Bingham County voters delivered a sharp rebuke to incumbent Coroner Jimmy Roberts in Tuesday’s Republican primary, replacing him with political newcomer Scott O. Tweedy by a margin of nearly three to one. In a separate race on the same ballot, incumbent Assessor Donovan Harrington held his seat against a challenger.
Coroner: a rare incumbent loss
Tweedy took 4,723 votes, or 74 percent, against Roberts’s 1,605 votes, or 26 percent. Roberts was elected to the coroner’s office in May 2022 and was running for a second term.

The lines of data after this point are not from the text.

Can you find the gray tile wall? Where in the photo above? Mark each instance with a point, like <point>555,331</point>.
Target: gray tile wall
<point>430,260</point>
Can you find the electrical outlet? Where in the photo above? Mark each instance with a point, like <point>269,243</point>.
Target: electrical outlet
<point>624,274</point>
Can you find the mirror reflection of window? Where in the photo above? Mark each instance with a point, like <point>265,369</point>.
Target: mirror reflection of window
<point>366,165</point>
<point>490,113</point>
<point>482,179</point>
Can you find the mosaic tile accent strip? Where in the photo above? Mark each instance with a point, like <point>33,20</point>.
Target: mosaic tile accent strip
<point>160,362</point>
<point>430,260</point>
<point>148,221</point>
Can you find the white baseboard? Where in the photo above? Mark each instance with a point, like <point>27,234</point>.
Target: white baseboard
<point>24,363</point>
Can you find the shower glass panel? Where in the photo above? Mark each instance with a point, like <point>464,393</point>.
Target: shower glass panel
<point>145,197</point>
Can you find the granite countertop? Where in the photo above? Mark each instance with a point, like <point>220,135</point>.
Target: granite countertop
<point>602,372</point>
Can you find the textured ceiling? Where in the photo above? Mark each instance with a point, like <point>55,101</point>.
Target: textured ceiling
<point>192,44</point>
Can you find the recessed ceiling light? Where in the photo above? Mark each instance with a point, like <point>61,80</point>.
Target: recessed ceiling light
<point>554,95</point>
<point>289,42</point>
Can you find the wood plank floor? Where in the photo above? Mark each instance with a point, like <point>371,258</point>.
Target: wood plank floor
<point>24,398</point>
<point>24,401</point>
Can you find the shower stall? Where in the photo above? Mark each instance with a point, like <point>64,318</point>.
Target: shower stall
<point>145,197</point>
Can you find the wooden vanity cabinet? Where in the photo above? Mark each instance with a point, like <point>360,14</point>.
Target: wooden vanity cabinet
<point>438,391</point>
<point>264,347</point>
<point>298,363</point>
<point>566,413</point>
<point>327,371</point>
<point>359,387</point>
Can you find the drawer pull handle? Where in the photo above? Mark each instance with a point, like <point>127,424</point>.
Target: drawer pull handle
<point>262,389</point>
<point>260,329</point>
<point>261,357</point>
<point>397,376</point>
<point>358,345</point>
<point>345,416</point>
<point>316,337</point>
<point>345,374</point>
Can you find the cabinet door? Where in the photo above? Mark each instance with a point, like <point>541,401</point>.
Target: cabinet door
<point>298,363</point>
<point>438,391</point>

The result is the kind of decisive loss that is unusual for an unopposed incumbent in a low-profile county office, and it leaves the office in new hands for the first time since 2022.
No Democratic candidate filed for the Bingham County coroner race, so the primary effectively decides the seat. Tweedy is expected to take office in January.
Assessor: a clearer win
In the assessor’s race, Harrington took 4,192 votes, or 69 percent, against Jonathan Stimens’s 1,862 votes, or 30 percent. The result keeps Harrington in the county’s top property-valuation post. As with the coroner’s race, there is no November opponent.
Bingham County’s primary night reflected a broader pattern across eastern Idaho on Tuesday: voters were willing to remove incumbents in some down-ballot races while returning others by comfortable margins, with no clear ideological throughline.